I think the problem is that you find the real n-c stuff and...it's OK. It's a bit better than the View, or the Enemy. You can tell your friends about it, and they'll like it, but they've got their own stuff that's a bit better than the Enemy too - so nothing gets much momentum.

But that's OK! Because these quite good non-conformist bands have got a wide virtual support system, lots of people like them, enough to fill out small gigs and get their music heard, not enough to make them famous, but the thing is being liked by 500 people FEELS pretty similar to being liked by 5000 or 50,000: you simply can't process those kind of numbers. In the past I think bands went from being not at all famous to a degree of fame, and the degree was semi-random - a few got enormous, some got NME-level famous, some got a bit below that, but all of them were more famous than the ten mates, a granny and a dog level. But now the net has made the lowest rung of that ladder quantifiable and a lot of people seem happy to stick with that.

Sorry, drunk and burbling, I will try and be more cogent tomorrow.

Date: 2008-07-23 12:26 am (UTC)
From: [identity profile] damnspynovels.livejournal.com
No, you're totally right. And that's the thing... I mean I went to see (The) Verve in 1991 or 1992 when they'd definitely had some column inches in one of the music weeklies, and yet there was still only 30-50 people there - but that was good enough in those days.

And no, I wasn't for a second discounting MySpace as a platform for finding new music - there's just a lot of shit on there that it makes finding the good stuff so much harder. So much so that I don't think I've ever bothered, and the only way I've found myself on there was via a recommendation of a friend via Last.FM.

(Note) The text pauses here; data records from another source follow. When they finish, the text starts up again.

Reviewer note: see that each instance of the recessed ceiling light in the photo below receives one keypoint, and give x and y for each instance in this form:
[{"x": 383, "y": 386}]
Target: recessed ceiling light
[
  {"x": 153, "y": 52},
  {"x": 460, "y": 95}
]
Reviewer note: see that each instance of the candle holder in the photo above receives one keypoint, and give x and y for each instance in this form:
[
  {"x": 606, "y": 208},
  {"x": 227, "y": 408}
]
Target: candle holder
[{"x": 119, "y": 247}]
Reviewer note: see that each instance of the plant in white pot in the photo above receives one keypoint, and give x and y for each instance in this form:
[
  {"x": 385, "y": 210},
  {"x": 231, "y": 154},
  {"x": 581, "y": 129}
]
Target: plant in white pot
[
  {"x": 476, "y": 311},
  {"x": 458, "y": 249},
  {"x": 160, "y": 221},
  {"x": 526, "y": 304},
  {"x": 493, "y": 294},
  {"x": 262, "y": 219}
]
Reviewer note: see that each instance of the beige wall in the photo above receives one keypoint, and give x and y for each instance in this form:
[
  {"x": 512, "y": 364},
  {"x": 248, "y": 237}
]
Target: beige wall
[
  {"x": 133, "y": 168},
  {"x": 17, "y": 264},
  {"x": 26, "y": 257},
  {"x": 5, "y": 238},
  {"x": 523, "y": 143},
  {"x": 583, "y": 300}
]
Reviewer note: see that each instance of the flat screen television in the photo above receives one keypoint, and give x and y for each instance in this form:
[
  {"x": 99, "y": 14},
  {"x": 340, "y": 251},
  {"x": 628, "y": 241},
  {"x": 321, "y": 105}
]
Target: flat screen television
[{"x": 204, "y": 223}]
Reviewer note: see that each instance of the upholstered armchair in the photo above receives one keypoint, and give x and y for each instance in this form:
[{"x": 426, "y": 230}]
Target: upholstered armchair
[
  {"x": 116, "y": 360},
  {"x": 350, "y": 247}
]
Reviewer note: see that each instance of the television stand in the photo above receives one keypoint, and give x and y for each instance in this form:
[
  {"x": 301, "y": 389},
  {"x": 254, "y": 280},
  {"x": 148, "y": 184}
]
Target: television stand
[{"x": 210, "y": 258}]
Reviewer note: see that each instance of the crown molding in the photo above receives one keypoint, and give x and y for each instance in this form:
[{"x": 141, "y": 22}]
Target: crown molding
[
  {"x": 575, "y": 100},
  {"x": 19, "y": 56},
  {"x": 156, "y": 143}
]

Re: loosely connected pre-coffee ramble

Date: 2008-07-23 09:45 am (UTC)
From: [identity profile] alexmacpherson.livejournal.com
The Jam are REALLY AWFUL do not check them out! Like seriously soul-suckingly turgid crap. Someone tried to get me into them once and I am not sure if I have spoken to that person since.

Re: loosely connected pre-coffee ramble

Date: 2008-07-23 12:37 pm (UTC)
From: [identity profile] alexmacpherson.livejournal.com
I have exactly the same hate complex for P Weller.

Re: loosely connected pre-coffee ramble

Date: 2008-07-23 12:45 pm (UTC)
From: [identity profile] freakytigger.livejournal.com
The main thing about the Jam is that they had a big fanbase which was also INCREDIBLY loyal: their singles would nearly always go straight in at #1 at a time when this was very rare indeed. (The only other person to do it at the time was Adam Ant and this was a BIG DEAL) So you had Smiths or MCR level devotion to WELLER combined with an actually huge fandom, an unusual combination. For journalists into indie (or the idea of indie) they are pretty much a model of how to be very popular and also very committed, so it's not surprising they're held up as a touchstone.

They're also unusual in terms of Weller breaking up the band at its height and saying "fuck all this, soul music is what matters", which made them even more legendary among some fans, and pissed off others hugely.

I find Weller really annoying but like about a half dozen Jam songs and a handful of Style Council ones.